A 21‐year‐old woman with no significant medical history presented to the emergency room with a 2‐day history of acute‐onset, intractable nausea associated with nonbloody, nonbilious vomiting. Four years earlier she had experienced similar monthly episodes. Her physical exam was remarkable only for orthostatic hypotension. Laboratory studies revealed a urine pregnancy test was negative and blood chemistries and liver and pancreatic enzymes were normal. The differential diagnosis included cholecystitis, gastroeso‐phagitis, and intra‐abdominal orintracranial malignancy. A previous workup had included upper endoscopy, computed tomography studies of the abdomen and brain, gastric emptying study, and barium swallow, all of which were negative. A previous cholecystectomy had provided no relief. On further questioning, the patient's episodes appeared stereotypic: 3‐6 days in duration, acute in onset, temporally related to various physical and mental stresses (eg, menses, urinary tract infections, job loss, etc.), and followed by weeks‐long symptom‐free intervals. A diagnosis of cyclic vomiting syndrome was made. The patient was aggressively fluid‐resuscitated and provided with supportive care (ie, metoclopramide, promethazine, etc.). The nausea and vomiting resolved within 48 hours of admission.
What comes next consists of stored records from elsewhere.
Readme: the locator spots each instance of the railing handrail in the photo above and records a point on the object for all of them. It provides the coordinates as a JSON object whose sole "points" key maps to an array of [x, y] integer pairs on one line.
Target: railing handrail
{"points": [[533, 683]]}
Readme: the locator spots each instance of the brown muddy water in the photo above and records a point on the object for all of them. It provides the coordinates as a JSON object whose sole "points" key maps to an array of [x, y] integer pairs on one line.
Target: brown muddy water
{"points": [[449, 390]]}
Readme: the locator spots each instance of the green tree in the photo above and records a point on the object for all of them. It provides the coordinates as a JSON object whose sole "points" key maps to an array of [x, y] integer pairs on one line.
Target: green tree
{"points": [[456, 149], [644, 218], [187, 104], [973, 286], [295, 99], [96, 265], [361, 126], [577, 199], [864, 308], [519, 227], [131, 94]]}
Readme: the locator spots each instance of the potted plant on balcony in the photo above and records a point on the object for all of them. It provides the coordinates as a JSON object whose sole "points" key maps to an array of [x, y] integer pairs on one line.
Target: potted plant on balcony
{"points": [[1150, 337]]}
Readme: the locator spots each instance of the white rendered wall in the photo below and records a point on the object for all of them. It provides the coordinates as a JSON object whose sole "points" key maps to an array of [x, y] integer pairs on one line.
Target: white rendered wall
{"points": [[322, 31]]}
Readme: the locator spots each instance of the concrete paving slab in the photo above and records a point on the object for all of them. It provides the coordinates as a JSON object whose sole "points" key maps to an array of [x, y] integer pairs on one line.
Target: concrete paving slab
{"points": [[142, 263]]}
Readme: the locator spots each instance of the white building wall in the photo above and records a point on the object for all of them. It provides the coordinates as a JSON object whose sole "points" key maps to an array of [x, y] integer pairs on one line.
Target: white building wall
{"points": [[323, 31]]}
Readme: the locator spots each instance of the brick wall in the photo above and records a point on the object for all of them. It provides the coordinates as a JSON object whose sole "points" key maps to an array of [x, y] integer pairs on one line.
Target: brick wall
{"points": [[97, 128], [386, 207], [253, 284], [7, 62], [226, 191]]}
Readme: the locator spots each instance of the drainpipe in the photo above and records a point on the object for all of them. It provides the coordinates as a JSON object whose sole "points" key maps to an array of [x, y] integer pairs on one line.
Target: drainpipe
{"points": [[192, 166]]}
Cyclic vomiting syndrome is a common diagnosis in children, with an estimated prevalence of 1.6%. The prevalence among adults is lower but is being increasingly recognized. Because of a lack of physician awareness, time to diagnosis is prolonged (8 years in adults and 3 years in children). Patients undergo countless unnecessary diagnostic and surgical procedures. The extensive workup our patient endured cost $3000 in imaging and surgery alone. Diagnostic criteria include: a minimum of 3 stereotypic episodes of acute‐onset vomiting within 1 year separated by a symptom‐free interval of at least 1 week and the absence of any organic cause (demonstrated by brain imaging and upper endoscopy or upper‐GI series). Having a personal or family history of migraine headaches is more than twice that of the general population (25% vs. 12%). Although most features of the syndrome are similar among age groups, episode duration is longer in adults (4‐6 days in adults vs. 2 days in children). Treatment involves supportive care during an acute episode and interval prophylactic measures, if warranted based on case severity (ie, tricyclic antidepressents, sumatriptan, etc).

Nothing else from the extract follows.